There are bad marriages. This is where it’s gotten more or less clear to you over time that you’d be happier leaving than staying. Because you’re generally unhappy with your partner. It may be that while there are a lot of good things, there are way too many bad things. It may be that while there aren’t many bad things, there aren’t many good things either. But what makes the marriage bad instead of toxic is that it’s not damaging your emotional or psychological health to stay, at least for, let’s say, the next year or two.

But toxic marriages are different. Now we’re not in the area of “not getting along.” We’re in the area of emotional and psychological poison. Literally. Here are some of the most important signs:

“There’s no ‘me’ in this marriage.” Somehow it’s turned out that your needs, your interests, the things you care about, the things you like to do have no place in your life with your partner. There’s no you in your life. You wouldn’t have given it away all by yourself. You must have tried to claw some of this back. But your partner made it impossible. This is toxic.

Too often you’re made to feel small. It could be a constant stream of little put-downs. It could be your partner’s unrelenting superior attitude. It could be the way you never end up being right, or feeling in the right. Or the way you are so often made to feel stupid or crazy. This is toxic.

An atmosphere of dislike. Forget about love. People will love each other all the way through the most toxic of relationships. The key point here is either that you flat out dislike your partner and/or you feel your partner dislikes you. You know what I mean by dislike: when one person can’t stand being with another person. And if you live with someone like this, this is toxic.

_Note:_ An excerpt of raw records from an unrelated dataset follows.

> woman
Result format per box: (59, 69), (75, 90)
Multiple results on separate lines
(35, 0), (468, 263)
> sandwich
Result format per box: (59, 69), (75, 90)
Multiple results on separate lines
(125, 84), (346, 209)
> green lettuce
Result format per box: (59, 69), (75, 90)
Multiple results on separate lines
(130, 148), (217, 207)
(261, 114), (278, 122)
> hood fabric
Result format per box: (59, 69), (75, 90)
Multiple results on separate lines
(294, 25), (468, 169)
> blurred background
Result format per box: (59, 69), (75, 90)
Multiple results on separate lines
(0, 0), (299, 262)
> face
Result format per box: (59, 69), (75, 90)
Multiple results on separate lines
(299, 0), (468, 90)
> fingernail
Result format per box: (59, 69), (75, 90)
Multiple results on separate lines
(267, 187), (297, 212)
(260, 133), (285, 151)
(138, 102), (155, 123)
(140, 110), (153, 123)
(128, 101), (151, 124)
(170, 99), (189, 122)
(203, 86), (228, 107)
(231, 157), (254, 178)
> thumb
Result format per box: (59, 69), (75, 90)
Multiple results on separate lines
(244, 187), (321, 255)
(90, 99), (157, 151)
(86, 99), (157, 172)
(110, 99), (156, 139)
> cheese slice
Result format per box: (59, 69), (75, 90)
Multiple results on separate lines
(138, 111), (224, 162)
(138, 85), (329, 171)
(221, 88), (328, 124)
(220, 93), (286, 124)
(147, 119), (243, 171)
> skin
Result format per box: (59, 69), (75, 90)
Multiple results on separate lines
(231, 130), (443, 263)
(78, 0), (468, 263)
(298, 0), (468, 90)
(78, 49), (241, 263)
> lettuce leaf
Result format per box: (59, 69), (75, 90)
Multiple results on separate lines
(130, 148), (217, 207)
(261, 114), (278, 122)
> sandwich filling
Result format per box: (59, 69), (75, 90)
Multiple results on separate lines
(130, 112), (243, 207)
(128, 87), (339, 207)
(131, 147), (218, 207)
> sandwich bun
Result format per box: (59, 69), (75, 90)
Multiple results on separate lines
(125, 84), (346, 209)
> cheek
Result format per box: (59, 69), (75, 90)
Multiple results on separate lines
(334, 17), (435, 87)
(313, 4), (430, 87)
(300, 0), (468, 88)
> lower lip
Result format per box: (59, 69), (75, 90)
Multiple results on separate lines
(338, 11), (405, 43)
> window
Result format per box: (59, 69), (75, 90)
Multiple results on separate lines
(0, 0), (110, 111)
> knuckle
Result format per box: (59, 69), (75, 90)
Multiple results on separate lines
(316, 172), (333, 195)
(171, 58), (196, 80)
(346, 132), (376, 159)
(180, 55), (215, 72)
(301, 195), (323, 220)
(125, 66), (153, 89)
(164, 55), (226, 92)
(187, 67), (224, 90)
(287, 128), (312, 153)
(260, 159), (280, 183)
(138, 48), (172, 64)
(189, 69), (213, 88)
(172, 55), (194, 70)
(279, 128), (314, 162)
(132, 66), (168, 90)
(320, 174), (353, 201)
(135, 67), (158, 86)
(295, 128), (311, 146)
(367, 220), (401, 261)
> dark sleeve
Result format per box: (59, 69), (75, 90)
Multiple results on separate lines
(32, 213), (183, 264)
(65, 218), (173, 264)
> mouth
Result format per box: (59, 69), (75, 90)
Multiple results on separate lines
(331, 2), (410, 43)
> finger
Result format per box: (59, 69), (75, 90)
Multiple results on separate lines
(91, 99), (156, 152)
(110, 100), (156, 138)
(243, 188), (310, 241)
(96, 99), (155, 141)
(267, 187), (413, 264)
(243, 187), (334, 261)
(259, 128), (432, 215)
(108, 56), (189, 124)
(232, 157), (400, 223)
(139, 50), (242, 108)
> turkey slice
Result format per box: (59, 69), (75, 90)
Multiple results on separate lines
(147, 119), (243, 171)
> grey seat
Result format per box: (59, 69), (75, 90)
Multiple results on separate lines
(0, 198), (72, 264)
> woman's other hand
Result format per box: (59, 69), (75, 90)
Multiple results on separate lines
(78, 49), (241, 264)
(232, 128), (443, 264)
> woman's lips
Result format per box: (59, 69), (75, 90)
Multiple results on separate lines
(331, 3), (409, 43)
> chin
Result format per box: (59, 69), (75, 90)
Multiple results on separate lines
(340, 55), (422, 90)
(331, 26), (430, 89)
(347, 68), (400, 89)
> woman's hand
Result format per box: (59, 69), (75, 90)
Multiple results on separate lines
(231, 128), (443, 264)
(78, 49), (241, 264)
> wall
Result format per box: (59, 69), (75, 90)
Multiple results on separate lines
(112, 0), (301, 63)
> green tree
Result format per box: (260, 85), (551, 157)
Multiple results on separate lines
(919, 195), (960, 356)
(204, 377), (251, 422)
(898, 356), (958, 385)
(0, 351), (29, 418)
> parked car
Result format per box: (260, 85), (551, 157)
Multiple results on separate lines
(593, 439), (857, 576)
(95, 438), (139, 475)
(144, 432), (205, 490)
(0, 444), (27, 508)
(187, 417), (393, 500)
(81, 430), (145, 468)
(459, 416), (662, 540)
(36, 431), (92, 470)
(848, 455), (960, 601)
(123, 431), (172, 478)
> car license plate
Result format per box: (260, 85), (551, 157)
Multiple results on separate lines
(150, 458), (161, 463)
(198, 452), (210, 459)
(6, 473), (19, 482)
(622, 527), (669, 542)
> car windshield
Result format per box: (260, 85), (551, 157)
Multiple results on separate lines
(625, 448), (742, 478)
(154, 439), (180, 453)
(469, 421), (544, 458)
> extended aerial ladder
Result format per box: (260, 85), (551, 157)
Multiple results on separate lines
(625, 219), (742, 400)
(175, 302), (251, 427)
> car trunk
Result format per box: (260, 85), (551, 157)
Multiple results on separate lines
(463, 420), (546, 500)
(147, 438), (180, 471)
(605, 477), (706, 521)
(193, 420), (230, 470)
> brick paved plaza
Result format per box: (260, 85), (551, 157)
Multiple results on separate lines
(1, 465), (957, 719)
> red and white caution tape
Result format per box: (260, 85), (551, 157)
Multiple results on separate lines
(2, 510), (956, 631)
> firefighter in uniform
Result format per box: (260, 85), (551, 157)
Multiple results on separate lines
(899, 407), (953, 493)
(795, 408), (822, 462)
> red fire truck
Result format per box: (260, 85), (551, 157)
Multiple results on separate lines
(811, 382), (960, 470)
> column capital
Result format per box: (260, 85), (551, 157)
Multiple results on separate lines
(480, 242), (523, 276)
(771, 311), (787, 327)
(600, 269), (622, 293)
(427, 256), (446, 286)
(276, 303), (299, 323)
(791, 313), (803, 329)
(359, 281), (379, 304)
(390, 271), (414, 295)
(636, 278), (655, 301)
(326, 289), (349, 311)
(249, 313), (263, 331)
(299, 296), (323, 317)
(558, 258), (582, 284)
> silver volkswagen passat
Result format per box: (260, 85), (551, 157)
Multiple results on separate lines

You just don’t matter. This is different from being made to feel small. This is being made to feel like you don’t exist. There might be no put-downs at all. You might be treated quite politely. But here it’s as though your needs, your thoughts, your very existence barely registers for your partner. Except for sex, maybe. Maybe. And this is very different from when the two of you are too busy to have time for each other: that’s a toxic lifestyle. But if you have the feeling that you just don’t matter, you’re in a toxic marriage.

You feel your partner is driving you crazy. It’s hard to know how to capture this in a few words. But here are some examples: Your partner is always stressed out and so always stresses you out. Your partner is hugely annoying. Your partner is always on your case, nagging you, bugging you. Your partner is a dithery mess, so much so that you get sucked into your life feeling like a dithery mess too. I hope this gives you the picture. All this is toxic.

And what do you do about this?

Honestly? Just get out. Or try six months of couples therapy with a really good couples therapist. And, if nothing’s changes very much, then just get out. Because...come on! What are we talking about here? A toxic marriage.